Thursday 30th November 2017
Ground Floor Seminar Room
25 Howland Street, London, W1T 4JG
Efficient and balanced: Neural networks revamped.
We have come to think of neural networks from a bottom-up perspective.
Each neuron is characterized by an input/ output function, and a network's
computational abilities emerge as a property of the collective. While immensely
successful (see the recent deep-learning craze), this view has also created several
persistent puzzles in theoretical neuroscience. The first puzzle are spikes, which
have largely remained a nuisance, rather than a feature of neural systems.

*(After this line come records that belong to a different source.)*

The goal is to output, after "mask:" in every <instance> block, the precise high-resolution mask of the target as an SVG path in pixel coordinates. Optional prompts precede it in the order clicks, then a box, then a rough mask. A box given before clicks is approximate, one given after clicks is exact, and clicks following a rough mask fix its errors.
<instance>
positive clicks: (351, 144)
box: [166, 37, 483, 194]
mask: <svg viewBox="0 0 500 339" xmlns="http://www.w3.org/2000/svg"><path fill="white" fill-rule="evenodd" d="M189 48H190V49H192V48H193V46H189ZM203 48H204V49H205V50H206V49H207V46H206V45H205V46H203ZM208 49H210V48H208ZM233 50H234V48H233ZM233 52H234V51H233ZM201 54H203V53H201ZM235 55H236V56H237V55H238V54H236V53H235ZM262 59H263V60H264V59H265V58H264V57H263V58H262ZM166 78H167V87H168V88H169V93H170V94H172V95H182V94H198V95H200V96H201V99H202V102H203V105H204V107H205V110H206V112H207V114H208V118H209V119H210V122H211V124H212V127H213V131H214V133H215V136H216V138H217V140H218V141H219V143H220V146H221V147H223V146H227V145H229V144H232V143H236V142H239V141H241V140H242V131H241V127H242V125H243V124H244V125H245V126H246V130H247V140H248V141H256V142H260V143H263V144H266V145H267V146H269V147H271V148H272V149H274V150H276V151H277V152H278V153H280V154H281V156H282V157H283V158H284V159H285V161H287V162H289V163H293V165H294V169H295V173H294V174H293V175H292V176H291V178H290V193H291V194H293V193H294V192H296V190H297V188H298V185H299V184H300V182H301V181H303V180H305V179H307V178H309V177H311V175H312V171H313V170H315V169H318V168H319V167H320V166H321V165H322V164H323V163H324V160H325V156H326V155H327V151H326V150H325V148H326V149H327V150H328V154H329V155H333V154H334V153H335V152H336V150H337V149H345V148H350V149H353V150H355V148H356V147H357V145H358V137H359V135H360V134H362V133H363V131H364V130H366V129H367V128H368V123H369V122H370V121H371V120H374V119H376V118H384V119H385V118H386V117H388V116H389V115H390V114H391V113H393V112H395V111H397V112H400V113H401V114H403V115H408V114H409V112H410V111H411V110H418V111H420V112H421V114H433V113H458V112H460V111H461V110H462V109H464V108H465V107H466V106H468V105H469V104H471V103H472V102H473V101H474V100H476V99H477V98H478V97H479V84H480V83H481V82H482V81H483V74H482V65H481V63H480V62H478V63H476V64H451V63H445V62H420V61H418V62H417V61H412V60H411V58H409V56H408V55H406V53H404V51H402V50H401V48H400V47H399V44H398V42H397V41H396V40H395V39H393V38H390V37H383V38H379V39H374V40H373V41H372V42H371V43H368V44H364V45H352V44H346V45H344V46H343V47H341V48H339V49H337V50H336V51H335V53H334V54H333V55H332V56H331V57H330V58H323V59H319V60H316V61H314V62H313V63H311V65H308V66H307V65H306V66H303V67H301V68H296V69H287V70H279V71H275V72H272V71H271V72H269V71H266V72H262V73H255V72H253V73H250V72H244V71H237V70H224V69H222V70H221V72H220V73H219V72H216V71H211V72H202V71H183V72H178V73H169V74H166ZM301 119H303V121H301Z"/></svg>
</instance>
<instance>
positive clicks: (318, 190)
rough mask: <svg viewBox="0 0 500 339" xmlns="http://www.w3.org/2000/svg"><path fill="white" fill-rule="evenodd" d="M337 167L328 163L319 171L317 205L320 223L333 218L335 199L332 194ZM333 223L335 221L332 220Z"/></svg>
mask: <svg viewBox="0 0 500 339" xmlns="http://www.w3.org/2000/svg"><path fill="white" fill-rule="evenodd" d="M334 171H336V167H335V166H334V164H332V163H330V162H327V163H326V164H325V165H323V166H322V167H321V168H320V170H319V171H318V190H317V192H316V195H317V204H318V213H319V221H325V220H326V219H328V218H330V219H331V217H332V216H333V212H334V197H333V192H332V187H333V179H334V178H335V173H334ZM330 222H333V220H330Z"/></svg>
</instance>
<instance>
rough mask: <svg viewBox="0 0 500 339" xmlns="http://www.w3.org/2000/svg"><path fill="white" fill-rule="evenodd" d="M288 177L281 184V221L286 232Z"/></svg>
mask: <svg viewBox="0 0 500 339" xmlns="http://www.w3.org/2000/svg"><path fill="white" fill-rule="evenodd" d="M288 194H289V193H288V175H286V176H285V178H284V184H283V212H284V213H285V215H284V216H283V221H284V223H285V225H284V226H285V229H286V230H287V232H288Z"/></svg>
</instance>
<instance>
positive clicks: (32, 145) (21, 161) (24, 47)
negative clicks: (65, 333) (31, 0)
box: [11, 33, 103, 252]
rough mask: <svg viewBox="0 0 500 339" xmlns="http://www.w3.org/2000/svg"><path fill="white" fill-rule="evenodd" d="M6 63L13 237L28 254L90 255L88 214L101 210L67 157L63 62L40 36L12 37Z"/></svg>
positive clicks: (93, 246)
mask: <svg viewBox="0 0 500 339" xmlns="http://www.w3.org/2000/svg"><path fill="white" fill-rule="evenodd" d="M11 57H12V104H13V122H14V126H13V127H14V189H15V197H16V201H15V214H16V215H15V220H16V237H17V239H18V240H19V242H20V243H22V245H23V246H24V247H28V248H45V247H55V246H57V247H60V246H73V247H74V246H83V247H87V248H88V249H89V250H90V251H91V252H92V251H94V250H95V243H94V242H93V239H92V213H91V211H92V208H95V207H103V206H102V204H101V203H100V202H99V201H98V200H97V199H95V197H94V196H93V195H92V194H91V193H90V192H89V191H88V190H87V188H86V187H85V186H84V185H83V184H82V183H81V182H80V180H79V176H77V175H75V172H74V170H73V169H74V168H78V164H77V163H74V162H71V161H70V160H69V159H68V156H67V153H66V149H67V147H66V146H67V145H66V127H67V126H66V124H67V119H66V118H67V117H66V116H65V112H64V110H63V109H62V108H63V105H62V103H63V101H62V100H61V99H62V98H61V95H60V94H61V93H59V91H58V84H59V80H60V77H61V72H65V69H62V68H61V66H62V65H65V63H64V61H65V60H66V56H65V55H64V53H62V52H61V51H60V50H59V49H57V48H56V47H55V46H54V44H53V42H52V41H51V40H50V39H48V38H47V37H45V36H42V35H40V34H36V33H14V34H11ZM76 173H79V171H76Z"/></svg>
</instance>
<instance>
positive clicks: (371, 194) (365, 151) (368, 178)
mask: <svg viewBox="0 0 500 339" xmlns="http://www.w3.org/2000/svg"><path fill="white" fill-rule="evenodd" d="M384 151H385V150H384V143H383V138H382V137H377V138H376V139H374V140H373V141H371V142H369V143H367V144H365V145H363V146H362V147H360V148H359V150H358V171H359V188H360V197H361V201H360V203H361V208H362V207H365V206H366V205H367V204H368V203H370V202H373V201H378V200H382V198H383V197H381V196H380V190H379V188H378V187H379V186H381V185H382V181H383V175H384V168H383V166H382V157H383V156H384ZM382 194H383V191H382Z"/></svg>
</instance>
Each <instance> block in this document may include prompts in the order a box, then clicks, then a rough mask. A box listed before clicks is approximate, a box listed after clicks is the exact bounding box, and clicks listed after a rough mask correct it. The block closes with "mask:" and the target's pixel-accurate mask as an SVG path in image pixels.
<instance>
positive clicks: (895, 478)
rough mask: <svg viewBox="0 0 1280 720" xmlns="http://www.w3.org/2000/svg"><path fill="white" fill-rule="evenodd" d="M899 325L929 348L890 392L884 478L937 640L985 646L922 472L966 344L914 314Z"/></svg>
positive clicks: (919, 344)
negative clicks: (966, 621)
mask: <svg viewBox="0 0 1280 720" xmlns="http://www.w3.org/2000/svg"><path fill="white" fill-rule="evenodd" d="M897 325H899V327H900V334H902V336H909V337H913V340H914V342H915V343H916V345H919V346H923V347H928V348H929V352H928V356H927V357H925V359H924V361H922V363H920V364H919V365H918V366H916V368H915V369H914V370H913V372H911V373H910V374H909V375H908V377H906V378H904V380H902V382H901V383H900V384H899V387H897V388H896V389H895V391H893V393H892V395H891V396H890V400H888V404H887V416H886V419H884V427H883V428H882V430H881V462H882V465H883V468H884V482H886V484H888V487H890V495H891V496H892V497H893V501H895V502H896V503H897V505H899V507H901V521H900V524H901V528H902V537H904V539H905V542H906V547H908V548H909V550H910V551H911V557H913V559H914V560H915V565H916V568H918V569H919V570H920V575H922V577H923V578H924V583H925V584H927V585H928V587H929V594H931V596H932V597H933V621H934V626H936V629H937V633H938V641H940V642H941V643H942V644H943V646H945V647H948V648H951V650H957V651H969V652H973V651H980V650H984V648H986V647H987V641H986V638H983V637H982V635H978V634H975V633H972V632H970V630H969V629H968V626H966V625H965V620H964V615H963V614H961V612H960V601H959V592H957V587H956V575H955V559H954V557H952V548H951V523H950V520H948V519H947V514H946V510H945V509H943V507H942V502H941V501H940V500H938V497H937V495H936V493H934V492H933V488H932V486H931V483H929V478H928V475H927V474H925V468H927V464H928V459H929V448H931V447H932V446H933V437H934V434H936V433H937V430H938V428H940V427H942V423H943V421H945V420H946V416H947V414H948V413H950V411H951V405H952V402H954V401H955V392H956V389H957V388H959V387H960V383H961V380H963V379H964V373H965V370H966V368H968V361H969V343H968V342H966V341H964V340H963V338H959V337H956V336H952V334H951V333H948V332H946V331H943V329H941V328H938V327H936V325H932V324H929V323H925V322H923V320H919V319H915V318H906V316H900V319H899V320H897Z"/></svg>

The second puzzle is learning, which has been hard or impossible without
violating the constraints of local information flow. The third puzzle is robustness to
perturbations, which is a ubiquitous feature of real neural systems, but often
ignored in neural network models. I am going to argue that a resolution to these
puzzles comes from a top-down perspective. We make two key assumptions.
First, we assume that the effective output of a neural network can be extracted
via linear readouts from the population. Second, we assume that a network
seeks to bound the error on a given computation, and that each neuron's voltage
represents part of this global error. Spikes are fired to keep this error in check.
These assumptions yield efficient networks that exhibit irregular and asynchronous
spike trains, balance of excitatory and inhibitory currents, and robustness to
perturbations. I will discuss the implications of the theory, prospects for
experimental tests, and future challenges.